There are researchers who have dedicated their whole lives to the understanding of how cataracts develop and how to prevent them. Some time ago researchers in Germany wrote:
But most regrettable is the fact that many clinicians have never been really interested in basic research of the lens, in cataract pathogenesis and epidemiology of risk factors or in testing the efficacy of cataract-preventing medication. Their main goal was cataract surgery. On the basis of the success of the cataract surgery at the present time clinicians have even developed the opinion that lens and cataract research is no longer necessary to overcome cataract blindness. But as we all know this refers only to highly industrialized countries. [Developmental Ophthalmology 2002]
Bona fide anti-cataract eye drops date back almost three decades but have been ignored. [Journal Ocular Pharmacology 1987]
The world is not likely to be able to afford even the most economical anti-cataract eye drop. Now what?
Enter Dr. Shambu Varma of the Maryland School of Medicine. Dr.
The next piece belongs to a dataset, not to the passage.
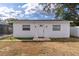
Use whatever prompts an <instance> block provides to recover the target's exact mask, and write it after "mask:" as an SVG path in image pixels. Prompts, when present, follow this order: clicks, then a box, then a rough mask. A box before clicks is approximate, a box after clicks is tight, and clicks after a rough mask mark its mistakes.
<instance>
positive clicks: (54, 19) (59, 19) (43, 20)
mask: <svg viewBox="0 0 79 59" xmlns="http://www.w3.org/2000/svg"><path fill="white" fill-rule="evenodd" d="M16 21H66V20H61V19H33V20H31V19H20V20H16Z"/></svg>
Varma, a noted researcher there, recently wrote a peer-reviewed report in the journal Clinical Ophthalmology.
Surprisingly, there is a growing body of science that points to caffeine as a universal antidote to all forms of cataracts, sugar (diabetic) cataracts, sunshine cataracts, or age-related cataracts. [Pubmed.gov]
Dr. Sharma began to investigate further. With recognition that coffee is the primary source of caffeine in the diet (tea leaves have caffeine but the quantity of the leaves used to brew tea is small). Dr. Sharma found profoundly higher incidence of cataracts in tea-drinking countries (India, China, etc.) compared to coffee-drinking countries. Take a look at some of the evidence:
Caffeine consumption Cataract incidence
Milligrams per day
Nigeria 0 50.0%
Mali 0 50.0%
Ghana 0 62.5%
Kenya 2.70 55.0%
Paraguay 5.47 40.0%
Turkey 10.95 28.5%*
South Africa 11.0 55.0%
Brazil 26.0 40.0%
Hungary 84.93 24.0%
Lithuania 112.0 24.0%
France 148.0 5.0%
Italy 162.0 5.0%
Canada 178.0 5.0%
Norway 200.0 5.0%
USA 226.0 7.6%
Denmark 271.0 5.0%
Finland 328.0 5.0%
*Turns out people in Turkey drink the most caffeine-rich tea in the world and actually consume 376 mg/day, which explains their relatively low incidence of cataracts.
Dr. Varma writes: “the cataract-lowering effect becomes highly visible as the caffeine consumption levels reach near 50 milligrams and then nearly complete at 100 mg/day. In the US an 8-ounce cup of ordinary coffee provides 95-200 mg caffeine.” [Clinical Ophthalmology 2016]
There’s more. Caffeine is now posed as an anti-aging agent. [Longevity & Healthspan 2012] Coffee’s exceptional antioxidants caffeic and chlorogenic acid may be responsible for this longevity effect. [Journal Japanese History Pharmacy 2002]
Bathing the crystalline lens in caffeine improves its clarity (see the effect for yourself by clicking on the link). [Molecular Vision 2010] — ©2016 Bill Sardi, Knowledge of Health, Inc.